Two of Britain’s top mountain climbers went missing on Mount Everest’s Tibetan side and are considered dead in the year 1982.

The climbers, Peter Boardman and Joe Tasker, were last seen at roughly 27,000 feet late on May 17 1982 as they prepared to ascend a second rock-and-ice pinnacle on the mountain’s unclimbed east-northeast ridge. They were never seen again once radio communication was lost.

Two days earlier, at around 26,500 feet, the sole woman on an American group making the first climb of Mount Everest’s north face was murdered. Marty Hoey, a mountain guide from Tacoma, Wash., plummeted thousands of feet into a chasm. Her body could not be found.
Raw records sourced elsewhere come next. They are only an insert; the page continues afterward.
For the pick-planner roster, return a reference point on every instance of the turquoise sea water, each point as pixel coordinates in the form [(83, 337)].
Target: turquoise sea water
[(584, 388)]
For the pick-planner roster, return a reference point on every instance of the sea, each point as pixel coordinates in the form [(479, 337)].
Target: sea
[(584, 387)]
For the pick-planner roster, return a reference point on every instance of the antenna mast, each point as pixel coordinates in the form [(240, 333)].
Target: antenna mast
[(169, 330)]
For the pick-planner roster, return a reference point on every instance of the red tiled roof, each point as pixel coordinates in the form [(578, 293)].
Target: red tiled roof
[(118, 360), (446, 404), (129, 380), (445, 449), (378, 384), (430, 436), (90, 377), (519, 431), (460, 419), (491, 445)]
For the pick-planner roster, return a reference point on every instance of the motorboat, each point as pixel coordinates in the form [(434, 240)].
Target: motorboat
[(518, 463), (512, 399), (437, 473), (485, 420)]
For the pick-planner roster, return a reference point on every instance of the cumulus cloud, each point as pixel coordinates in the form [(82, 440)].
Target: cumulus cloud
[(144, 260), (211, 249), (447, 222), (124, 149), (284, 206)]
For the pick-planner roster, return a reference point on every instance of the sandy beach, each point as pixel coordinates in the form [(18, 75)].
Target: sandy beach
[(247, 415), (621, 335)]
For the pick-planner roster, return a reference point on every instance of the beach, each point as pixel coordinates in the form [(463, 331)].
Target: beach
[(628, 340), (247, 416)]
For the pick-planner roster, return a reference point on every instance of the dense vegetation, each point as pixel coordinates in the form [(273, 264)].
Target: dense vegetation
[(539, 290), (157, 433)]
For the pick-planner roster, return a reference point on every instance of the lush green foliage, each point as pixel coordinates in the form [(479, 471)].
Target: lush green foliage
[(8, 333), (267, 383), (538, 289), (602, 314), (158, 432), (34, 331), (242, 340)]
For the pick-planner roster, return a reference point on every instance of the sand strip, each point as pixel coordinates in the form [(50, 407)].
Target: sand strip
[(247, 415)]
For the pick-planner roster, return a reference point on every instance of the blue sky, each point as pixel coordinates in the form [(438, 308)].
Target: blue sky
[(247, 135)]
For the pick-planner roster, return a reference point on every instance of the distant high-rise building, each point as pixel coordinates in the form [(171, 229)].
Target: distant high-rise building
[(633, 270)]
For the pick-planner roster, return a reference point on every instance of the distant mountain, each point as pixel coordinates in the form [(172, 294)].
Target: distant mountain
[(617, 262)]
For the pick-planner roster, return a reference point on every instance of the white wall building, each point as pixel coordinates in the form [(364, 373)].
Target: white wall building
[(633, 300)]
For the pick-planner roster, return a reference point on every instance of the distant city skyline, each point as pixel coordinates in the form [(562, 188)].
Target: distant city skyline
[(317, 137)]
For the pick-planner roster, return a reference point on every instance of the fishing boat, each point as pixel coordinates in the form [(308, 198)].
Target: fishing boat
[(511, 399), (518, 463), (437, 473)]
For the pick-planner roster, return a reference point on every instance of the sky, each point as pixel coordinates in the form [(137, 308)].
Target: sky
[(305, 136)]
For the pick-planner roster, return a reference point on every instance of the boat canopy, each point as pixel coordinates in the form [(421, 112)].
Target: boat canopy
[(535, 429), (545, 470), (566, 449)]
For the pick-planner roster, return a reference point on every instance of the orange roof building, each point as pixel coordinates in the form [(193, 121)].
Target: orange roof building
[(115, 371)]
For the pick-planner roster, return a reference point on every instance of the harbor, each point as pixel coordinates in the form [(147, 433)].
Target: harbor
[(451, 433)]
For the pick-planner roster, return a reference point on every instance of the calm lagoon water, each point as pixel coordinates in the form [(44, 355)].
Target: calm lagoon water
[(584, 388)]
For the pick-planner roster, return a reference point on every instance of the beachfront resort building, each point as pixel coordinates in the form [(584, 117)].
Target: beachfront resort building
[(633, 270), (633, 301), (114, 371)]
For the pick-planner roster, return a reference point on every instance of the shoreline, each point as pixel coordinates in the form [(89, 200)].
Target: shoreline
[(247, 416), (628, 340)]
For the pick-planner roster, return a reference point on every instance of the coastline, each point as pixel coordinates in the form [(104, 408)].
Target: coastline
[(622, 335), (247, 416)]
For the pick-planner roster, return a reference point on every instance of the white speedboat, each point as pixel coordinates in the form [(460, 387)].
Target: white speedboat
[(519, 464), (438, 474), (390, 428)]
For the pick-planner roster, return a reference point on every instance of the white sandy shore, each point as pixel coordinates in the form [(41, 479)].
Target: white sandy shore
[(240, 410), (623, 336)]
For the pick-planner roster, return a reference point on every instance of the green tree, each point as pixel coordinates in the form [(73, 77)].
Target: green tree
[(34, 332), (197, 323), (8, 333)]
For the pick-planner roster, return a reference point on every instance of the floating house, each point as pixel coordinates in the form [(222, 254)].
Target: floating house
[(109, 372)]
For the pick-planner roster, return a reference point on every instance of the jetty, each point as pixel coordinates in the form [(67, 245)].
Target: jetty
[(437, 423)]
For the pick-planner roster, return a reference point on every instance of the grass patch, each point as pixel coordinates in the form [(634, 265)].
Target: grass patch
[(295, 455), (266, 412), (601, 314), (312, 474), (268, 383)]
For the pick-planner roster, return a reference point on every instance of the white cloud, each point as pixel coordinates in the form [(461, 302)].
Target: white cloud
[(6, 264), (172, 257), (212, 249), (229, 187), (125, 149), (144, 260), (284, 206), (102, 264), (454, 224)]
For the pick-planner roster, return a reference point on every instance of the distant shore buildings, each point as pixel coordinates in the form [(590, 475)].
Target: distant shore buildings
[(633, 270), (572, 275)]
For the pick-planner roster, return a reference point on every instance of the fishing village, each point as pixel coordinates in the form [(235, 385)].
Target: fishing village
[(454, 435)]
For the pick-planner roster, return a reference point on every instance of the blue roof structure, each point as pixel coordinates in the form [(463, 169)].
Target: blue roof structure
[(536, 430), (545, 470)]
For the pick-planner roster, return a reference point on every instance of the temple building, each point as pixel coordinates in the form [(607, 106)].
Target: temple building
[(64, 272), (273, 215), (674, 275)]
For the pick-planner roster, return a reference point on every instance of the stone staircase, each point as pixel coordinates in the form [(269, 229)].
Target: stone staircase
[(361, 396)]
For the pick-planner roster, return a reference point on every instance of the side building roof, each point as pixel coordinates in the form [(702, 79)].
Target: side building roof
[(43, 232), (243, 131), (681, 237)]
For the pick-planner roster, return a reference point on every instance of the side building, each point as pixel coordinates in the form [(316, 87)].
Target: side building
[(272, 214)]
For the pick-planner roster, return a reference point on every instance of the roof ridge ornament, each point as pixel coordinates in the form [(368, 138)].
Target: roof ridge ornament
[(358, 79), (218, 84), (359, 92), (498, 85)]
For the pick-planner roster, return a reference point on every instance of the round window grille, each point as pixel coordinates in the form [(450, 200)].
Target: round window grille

Both crews failed in their attempts to climb the world’s highest peak without using oxygen. Members began returning to Peking on Saturday. The leader appeared to be shaken.

Mr. Boardman and Mr. Tasker’s absence was not made public until Saturday, when the expedition’s commander, Chris Bonington, returned. He was devastated by the setback and only talked to a small number of British journalists.

Mr. Bonington stated in his report to the Chinese Mountaineering Association, a copy of which was made public, that while he looked from below via binoculars, his two red-suited comrades vanished at twilight behind the second of two large pinnacles.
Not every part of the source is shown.